9. KCP2, STT3A, OST48, STT3B, and Sec61β protein levels were analyzed by Western blot in scr and SelT shRNA‐transduced AtT20 cells. GAPDH was used as an internal loading control. Relative protein levels were measured with the Image Lab software (Bio‐Rad) and expressed as percentage of control (scr; set to 100) (right panel). Each value is the mean ± SEM (n ≥ 3; *P < 0.05; **P < 0.01; Mann–Whitney test).

10. qRT–PCR analysis of KCP2, STT3A, and OST48 mRNA levels in scr and SelT shRNA‐transduced AtT20 cells. Data are expressed as percentage of control (scr; set to 100). Values are expressed as mean ± SEM (n ≥ 3; Mann–Whitney test).

11. KCP2, SelT, STT3A, and OST48 protein levels were analyzed by Western blot in scr and KCP2 siRNA‐tranduced AtT20 cells. α‐tubulin was used as an internal loading control. Relative protein levels were measured with the Image Lab software (Bio‐Rad) and expressed as percentage of control (scr; set to 100) (right panel). Each value is the mean ± SEM (n ≥ 3; *P < 0.05; Mann–Whitney test).

Source data are available online for this figure.

Figure 5. SelT depletion perturbs N‐glycosylation

1. Schematic representation of the Glyc‐ER‐GFP construct. Red star: Mutation N147T inserted; ER signal: calreticulin ER signal sequence; KDEL: ER retention sequence (modified from Losfeld et al, 2012).
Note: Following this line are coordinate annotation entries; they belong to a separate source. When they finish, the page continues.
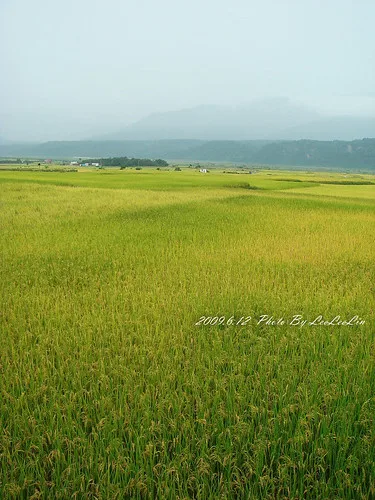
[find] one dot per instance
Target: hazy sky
(75, 68)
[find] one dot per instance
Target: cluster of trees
(124, 161)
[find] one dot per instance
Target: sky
(72, 69)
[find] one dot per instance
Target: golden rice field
(109, 389)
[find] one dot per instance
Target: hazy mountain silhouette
(264, 119)
(269, 119)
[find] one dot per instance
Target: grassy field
(108, 387)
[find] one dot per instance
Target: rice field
(177, 335)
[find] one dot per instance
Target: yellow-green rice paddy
(108, 387)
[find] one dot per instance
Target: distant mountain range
(269, 119)
(355, 155)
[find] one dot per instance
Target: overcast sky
(75, 68)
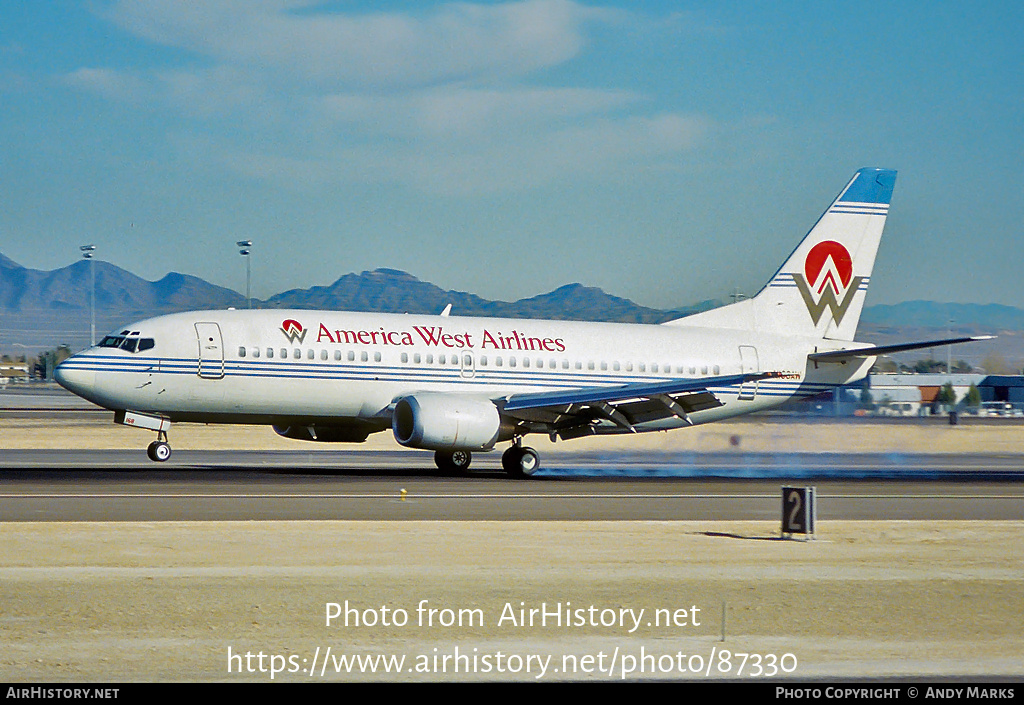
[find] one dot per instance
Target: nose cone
(73, 375)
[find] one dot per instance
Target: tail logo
(827, 281)
(293, 330)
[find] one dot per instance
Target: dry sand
(854, 437)
(168, 600)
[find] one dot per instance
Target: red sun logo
(293, 330)
(815, 266)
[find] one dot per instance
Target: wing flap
(617, 409)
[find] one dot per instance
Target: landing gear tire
(520, 461)
(453, 462)
(159, 451)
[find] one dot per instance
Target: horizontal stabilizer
(875, 350)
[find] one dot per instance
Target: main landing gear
(159, 450)
(519, 461)
(453, 462)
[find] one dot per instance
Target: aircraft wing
(873, 350)
(580, 412)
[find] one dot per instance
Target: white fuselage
(287, 367)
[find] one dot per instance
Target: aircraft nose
(71, 375)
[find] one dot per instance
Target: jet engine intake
(442, 422)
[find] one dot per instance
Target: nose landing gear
(159, 450)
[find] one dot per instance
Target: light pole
(87, 251)
(245, 249)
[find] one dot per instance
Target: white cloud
(442, 99)
(455, 41)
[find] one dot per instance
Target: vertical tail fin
(820, 289)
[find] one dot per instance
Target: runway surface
(44, 486)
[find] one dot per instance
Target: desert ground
(121, 602)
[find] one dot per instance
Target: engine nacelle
(324, 433)
(443, 422)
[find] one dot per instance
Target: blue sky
(664, 152)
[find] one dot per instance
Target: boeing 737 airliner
(456, 385)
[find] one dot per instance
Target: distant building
(13, 372)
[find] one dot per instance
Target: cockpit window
(132, 344)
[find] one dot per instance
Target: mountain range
(40, 309)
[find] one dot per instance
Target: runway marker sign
(799, 510)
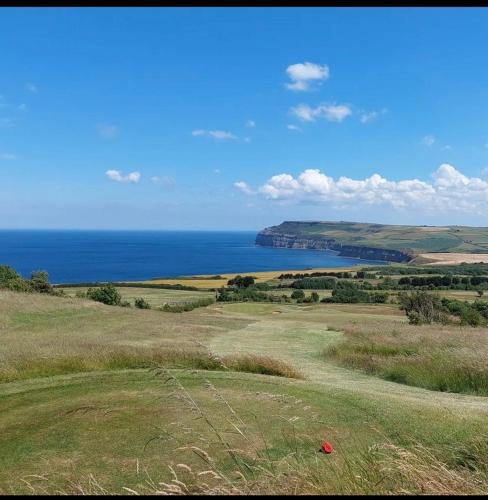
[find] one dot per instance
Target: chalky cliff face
(274, 237)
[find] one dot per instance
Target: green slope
(419, 239)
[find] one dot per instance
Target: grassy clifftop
(417, 239)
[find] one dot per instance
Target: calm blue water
(80, 256)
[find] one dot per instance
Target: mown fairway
(69, 428)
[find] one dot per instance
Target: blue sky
(220, 118)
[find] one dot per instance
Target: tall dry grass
(24, 366)
(249, 466)
(441, 358)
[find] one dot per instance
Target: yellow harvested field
(206, 281)
(452, 258)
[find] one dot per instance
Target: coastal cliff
(272, 237)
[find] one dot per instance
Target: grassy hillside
(420, 239)
(119, 427)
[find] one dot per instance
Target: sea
(73, 256)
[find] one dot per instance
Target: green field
(82, 413)
(419, 239)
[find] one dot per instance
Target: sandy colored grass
(451, 258)
(155, 297)
(130, 429)
(262, 277)
(108, 430)
(436, 357)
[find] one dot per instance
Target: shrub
(421, 307)
(470, 316)
(241, 281)
(107, 294)
(347, 295)
(11, 280)
(40, 282)
(188, 306)
(140, 303)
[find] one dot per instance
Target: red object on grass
(327, 447)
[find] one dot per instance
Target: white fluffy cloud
(243, 187)
(294, 128)
(428, 140)
(303, 75)
(220, 135)
(449, 190)
(369, 116)
(107, 131)
(117, 176)
(31, 88)
(330, 112)
(7, 156)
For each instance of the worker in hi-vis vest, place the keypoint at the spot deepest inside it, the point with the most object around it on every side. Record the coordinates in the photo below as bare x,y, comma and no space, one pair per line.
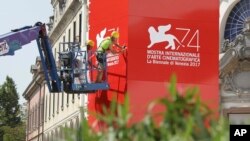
105,46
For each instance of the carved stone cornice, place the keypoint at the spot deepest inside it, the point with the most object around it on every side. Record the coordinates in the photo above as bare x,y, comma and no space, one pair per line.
65,20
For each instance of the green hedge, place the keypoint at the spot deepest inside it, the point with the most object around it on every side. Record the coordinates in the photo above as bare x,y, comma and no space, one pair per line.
185,118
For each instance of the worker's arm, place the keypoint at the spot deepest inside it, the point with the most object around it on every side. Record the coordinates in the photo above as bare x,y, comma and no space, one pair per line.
119,46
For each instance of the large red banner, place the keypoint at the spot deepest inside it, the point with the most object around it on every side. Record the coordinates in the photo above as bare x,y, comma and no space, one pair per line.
163,37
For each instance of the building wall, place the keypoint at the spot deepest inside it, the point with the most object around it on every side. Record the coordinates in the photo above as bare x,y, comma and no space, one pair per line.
34,95
234,105
56,110
62,109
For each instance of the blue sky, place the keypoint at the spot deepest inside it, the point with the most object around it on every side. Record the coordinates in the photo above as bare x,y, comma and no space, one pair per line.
15,14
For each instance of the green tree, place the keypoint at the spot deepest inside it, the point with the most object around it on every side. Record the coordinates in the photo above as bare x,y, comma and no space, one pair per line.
9,107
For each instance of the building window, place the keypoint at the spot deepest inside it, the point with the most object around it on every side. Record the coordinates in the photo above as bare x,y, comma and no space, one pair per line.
58,103
67,100
46,107
62,103
74,31
49,105
54,104
69,35
63,43
42,111
73,98
55,53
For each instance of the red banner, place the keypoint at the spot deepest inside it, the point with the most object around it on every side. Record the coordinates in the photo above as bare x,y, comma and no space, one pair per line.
165,37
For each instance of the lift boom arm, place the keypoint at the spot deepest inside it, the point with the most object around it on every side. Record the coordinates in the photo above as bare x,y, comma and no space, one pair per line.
14,40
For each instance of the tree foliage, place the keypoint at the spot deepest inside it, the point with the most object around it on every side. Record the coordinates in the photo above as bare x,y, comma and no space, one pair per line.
9,107
184,118
11,127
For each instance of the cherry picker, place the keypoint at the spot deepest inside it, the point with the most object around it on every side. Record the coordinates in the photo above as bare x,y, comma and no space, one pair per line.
59,78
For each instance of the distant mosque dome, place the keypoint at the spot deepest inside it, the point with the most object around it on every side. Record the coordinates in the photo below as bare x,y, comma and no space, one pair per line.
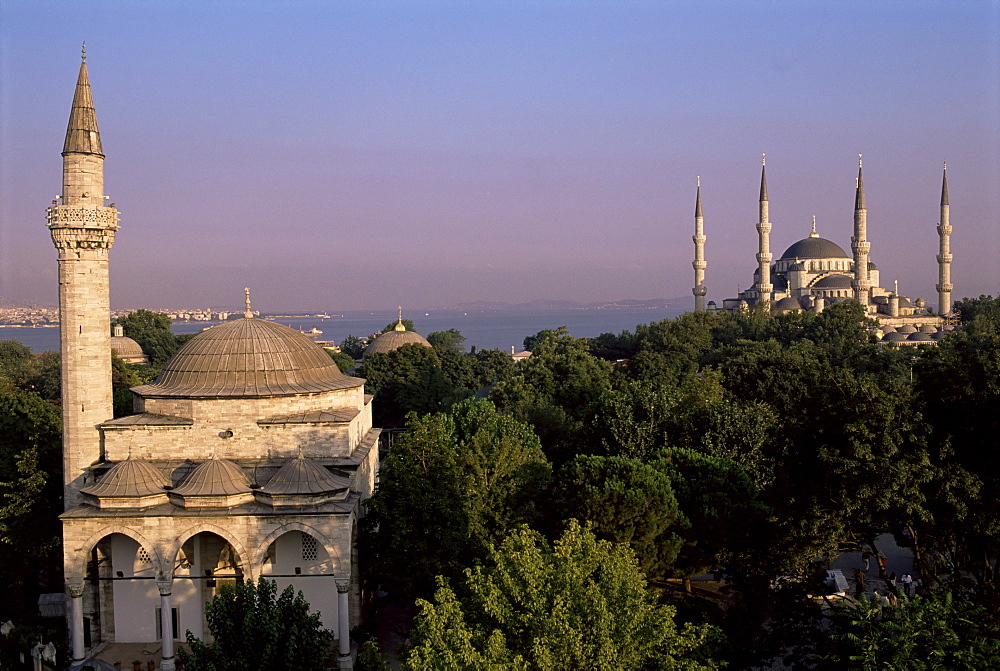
248,358
125,348
814,248
394,339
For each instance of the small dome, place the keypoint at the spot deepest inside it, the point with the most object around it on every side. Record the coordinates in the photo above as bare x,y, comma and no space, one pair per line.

2. Scr and SelT shRNA‐tranduced AtT20 cells were transiently transfected with ER‐GFP and Glyc‐ER‐GFP (green). Glyc‐ER‐GFP transfected cells were immunolabeled by anti‐GFP (red). For Glyc‐ER‐GFP quantification, the number of green and red pixels was measured using the ImageJ software. Number of green pixels was normalized to the number of red pixels in each condition. Nuclei were labeled with DAPI (blue). Scale bar, 50 μm. Data are expressed as percentage of control (scr set to 100). Each value is the mean ± SEM (n = 4; *P < 0.05; Mann–Whitney test).

3. Western blot analysis of expression of glycosylated or non‐glycosylated GFP in scr and SelT shRNA‐tranduced AtT20 cells transiently transfected by Glyc‐ER‐GFP and treated or not with 1 μg/ml of Tuni.

4. Diagram of POMC precursor showing the disulfide bridges and the N‐glycosylation sequons.

5. Western blot analysis of glycoforms of exogenous Flag‐POMC in AtT20 cells, after SelT gene disruption using CRISPR Cas9 technology, or in the presence of Tuni. Glycoforms in the cells invalidated for the SelT gene by CRISPR Cas9 technology were expressed relative to the normalized signal in non‐invalidated cells. Quantified values below gel lanes are for the displayed image, that is, representative of two or more experiments.

Source data are available online for this figure.